- Title: Al-Baladhuri

Personal life
- Died: 892 or 893 Baghdad, Abbasid Caliphate
- Era: Islamic golden age (Abbasid Era)
- Region: Mesopotamia
- Main interest: History
- Notable work(s): Kitab Futuh al-Buldan and Ansab al-Ashraf

Religious life
- Religion: Islam
- Jurisprudence: Sunni

= Al-Baladhuri =

Abbasid-era Muslim historian (820–892)

ʾAḥmad ibn Yaḥyā ibn Jābir al-Balādhurī (أحمد بن يحيى بن جابر البلاذري; died 892 or 893) was a 9th-century Muslim historian. A West Asian historians, he spent most of his life in Baghdad and was at the court of the caliph al-Mutawakkil. He travelled in Syria and Iraq, compiling information for his major works.

His name is also found in the variant forms Ahmad Bin Yahya Bin Jabir Al-Baladhuri, Balazry Ahmad Bin Yahya Bin Jabir Abul Hasan and Abi al-Hassan Baladhuri.

==Biography==
Ibn Nadim said Al Baladhuri was Persian. Some scholars have said that he was of Arab descent and he spent most of his life in Baghdad. Baladhuri spoke Persian and translated Middle Persian works to Arabic. Masudi refers to one of his works in which he refutes non-Arab nationalism Shu'ubiyya.
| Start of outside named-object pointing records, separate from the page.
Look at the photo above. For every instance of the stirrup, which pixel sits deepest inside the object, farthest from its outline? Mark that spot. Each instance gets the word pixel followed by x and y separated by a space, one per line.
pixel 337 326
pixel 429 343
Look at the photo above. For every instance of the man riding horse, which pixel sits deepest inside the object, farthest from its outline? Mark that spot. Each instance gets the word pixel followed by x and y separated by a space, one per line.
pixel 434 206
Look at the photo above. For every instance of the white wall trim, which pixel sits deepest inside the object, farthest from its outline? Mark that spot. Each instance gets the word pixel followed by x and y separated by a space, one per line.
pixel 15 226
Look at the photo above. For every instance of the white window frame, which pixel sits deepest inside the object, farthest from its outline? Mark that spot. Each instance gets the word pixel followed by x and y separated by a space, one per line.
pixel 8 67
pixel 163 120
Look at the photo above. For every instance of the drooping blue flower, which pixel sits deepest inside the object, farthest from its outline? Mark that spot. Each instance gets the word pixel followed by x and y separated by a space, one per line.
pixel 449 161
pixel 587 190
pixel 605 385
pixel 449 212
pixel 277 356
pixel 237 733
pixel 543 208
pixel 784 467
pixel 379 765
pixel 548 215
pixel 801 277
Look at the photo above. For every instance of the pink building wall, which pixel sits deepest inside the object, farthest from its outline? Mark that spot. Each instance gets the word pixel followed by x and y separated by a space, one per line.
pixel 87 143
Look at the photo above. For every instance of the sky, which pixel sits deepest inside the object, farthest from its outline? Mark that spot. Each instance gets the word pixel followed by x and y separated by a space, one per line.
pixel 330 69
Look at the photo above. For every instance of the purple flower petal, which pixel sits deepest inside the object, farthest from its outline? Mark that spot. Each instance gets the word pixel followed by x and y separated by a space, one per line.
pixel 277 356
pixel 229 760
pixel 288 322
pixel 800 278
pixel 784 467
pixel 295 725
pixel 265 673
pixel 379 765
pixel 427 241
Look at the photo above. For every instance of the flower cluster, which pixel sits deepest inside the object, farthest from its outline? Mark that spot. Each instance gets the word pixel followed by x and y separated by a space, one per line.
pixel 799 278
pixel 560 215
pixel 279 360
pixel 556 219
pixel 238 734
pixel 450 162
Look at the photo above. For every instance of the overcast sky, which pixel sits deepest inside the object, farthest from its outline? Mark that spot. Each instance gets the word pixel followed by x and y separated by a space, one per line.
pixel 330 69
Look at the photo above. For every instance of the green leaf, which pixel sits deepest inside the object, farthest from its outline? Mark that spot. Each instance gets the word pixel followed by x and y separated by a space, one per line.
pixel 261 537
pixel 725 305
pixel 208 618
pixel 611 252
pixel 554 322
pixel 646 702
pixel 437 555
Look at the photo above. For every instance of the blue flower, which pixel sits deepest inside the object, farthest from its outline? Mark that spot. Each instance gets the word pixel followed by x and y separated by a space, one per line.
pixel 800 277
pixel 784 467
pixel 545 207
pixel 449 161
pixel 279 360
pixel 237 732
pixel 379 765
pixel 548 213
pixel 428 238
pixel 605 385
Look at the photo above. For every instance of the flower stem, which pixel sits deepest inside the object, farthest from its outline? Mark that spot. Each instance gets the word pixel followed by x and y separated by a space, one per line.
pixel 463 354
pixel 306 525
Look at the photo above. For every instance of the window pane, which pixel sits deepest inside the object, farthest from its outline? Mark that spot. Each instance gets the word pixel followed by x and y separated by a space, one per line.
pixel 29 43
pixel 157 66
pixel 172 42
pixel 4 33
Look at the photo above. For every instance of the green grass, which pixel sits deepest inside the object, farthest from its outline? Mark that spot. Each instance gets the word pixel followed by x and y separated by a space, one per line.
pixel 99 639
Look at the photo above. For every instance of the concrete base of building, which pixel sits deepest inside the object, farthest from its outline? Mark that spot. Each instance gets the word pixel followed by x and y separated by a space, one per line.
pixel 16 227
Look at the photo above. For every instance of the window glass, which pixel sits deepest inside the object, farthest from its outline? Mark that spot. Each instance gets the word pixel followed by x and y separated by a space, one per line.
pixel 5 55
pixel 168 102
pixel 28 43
He lived at the court of the caliphs al-Mutawakkil and Al-Musta'in and was tutor to the son of al-Mutazz. He died in 892 as the result of a drug called baladhur (hence his name). (Baladhur is Semecarpus anacardium, known as the "marking nut"; medieval Arabic and Jewish writers describe it as a memory-enhancer).

==Works==

His chief extant work, a condensation of a longer history, is Kitab Futuh al-Buldan (فتوح البلدان), "Book of the Conquests of Lands", which tells of the 7th-century wars and conquests of the Arabs, and the terms made with the residents of the conquered territories. It covers the conquests of lands from Arabia west to Egypt, North Africa, and Spain, and east to Iraq, Iran, and Sind. An English translation in two volumes by Phillip Hitti (1916) and Francis Clark Murgotten (1924) was published as The Origins of the Islamic State.
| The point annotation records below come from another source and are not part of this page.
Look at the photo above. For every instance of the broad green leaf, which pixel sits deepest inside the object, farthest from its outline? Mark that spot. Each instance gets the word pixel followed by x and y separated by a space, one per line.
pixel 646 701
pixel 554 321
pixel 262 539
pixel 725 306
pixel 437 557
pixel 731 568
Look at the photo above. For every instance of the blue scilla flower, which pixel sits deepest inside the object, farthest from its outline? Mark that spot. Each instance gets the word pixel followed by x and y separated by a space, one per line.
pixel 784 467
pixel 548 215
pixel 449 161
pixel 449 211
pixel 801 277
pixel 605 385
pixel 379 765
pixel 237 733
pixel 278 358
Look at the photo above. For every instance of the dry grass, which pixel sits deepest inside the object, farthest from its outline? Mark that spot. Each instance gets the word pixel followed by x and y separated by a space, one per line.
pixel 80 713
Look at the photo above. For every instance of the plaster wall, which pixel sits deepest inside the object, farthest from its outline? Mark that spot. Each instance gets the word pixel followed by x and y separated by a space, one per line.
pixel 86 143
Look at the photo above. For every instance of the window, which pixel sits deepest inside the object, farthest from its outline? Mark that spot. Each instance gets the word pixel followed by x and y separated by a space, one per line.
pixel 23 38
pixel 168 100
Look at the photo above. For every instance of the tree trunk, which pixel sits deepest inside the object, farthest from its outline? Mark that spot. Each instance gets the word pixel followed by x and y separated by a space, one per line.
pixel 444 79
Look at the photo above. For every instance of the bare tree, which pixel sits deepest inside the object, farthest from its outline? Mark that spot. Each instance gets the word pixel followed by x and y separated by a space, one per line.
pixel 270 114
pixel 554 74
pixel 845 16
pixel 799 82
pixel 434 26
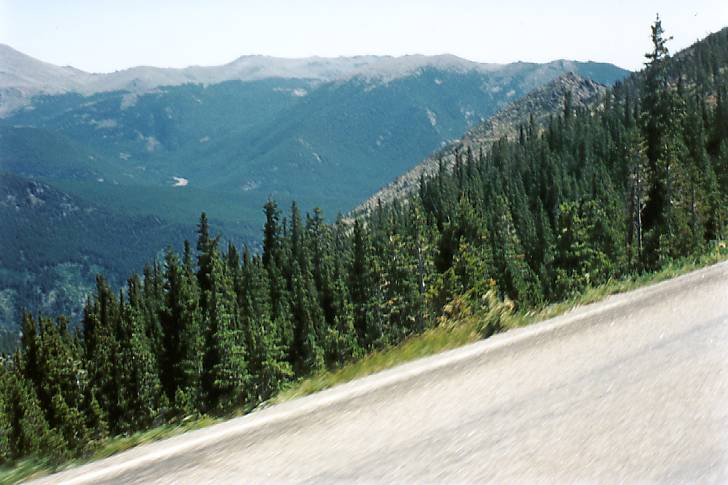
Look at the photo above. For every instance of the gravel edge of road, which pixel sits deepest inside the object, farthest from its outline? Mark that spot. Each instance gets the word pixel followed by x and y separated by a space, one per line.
pixel 572 321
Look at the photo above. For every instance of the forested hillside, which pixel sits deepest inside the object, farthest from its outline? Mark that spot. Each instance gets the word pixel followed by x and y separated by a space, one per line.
pixel 623 187
pixel 138 148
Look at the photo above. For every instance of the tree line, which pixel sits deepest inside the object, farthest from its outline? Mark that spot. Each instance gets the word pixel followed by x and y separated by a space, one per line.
pixel 596 194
Al-Baladhuri's history, in turn, was much used by later writers. Ansab al-Ashraf (أنساب الأشراف, "Lineage of the Nobles"), also extant, is a biographical work in genealogical order devoted to the Arab aristocracy, from Muhammad and his contemporaries to the Umayyad and Abbāsid caliphs. It contains histories of the reigns of rulers.

His discussions of the rise and fall of powerful dynasties provide a political moral. His commentaries on methodology are sparse, other than assertions of accuracy.